When you understand the potential of Electronics, you become eager to build something with your hands. You know well that the satisfaction you get when you see your creature working—no matter how much time and energy it has cost—is just priceless! So you start looking for a cool project to put your hands on. Since almost everybody likes music and because it requires few notions, often the Electronics students choose the audio amplifier as their own “baptism of fire”. Some of them click during this experience. If this happens, they’ll likely join the audiophiles community then. Tons of resources—websites, forums, chat rooms etc.—are available on the Internet, dealing with these people’s passion, defined as
high-fidelity sound reproduction
I am not and I have never been an audiophile. However, I have read a lot of stuff and I have built some audio amplifiers (class D and T). I think that this world is really fascinating. Even if it is based on solid technical and scientific knowledge, the human factor is dominant. At the end of the day, in fact, the perception of sound is a process that involves psychological responses, as well as physical mechanisms . As a consequence, it is quite different with regard to the other typical fields of engineering, because objective criteria (such as instrumental measurements) are not enough to determine how good a product is .

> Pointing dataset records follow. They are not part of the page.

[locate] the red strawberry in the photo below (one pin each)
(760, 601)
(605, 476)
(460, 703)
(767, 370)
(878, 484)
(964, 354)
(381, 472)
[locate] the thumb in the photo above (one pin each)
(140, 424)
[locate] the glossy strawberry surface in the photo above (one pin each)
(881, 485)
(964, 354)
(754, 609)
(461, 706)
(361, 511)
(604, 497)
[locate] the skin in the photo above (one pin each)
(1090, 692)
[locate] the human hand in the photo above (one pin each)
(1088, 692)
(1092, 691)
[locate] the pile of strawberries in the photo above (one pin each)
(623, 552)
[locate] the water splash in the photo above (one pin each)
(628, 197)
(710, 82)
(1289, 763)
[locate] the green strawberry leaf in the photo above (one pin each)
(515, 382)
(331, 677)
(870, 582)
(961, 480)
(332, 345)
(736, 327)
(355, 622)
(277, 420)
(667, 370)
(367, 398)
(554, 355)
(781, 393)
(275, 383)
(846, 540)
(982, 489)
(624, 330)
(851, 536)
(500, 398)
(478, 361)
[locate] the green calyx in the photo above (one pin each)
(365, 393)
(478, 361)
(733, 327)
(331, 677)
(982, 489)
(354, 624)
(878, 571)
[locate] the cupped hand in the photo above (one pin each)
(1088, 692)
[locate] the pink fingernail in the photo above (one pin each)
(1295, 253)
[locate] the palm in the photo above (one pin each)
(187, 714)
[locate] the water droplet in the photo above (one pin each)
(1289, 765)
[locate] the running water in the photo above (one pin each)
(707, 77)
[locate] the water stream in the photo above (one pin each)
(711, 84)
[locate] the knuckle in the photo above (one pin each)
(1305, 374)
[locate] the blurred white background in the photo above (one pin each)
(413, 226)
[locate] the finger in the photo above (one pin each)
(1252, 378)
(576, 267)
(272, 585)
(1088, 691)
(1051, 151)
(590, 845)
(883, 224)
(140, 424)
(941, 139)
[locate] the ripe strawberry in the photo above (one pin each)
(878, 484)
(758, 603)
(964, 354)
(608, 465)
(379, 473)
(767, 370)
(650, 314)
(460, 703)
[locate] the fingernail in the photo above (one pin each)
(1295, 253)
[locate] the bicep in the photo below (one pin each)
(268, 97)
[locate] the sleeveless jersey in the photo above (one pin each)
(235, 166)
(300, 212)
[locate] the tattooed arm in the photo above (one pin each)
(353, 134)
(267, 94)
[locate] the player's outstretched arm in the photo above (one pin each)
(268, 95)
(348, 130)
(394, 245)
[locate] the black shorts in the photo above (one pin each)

All of this provides designers a great freedom to find esoteric solutions and to experiments innovative ideas. An outstanding example of this approach is the great AmpDiVa technology developed by my good friend Marco Rampin. He has been able to combine the use of vacuum tubes, fiber optic cables and digital amplification in one product! Amazing! I’m really happy for helping him a little bit at the beginning of the project. His amplifiers—also available here as development kits—have been acknowledged as one of the best projects of the Maker Faire Rome 2015.
 Psychoacoustics studies this matter.
 Of course, this is true for the amplifiers but it holds for other devices of the audio chain as well (i.e. speakers and cables).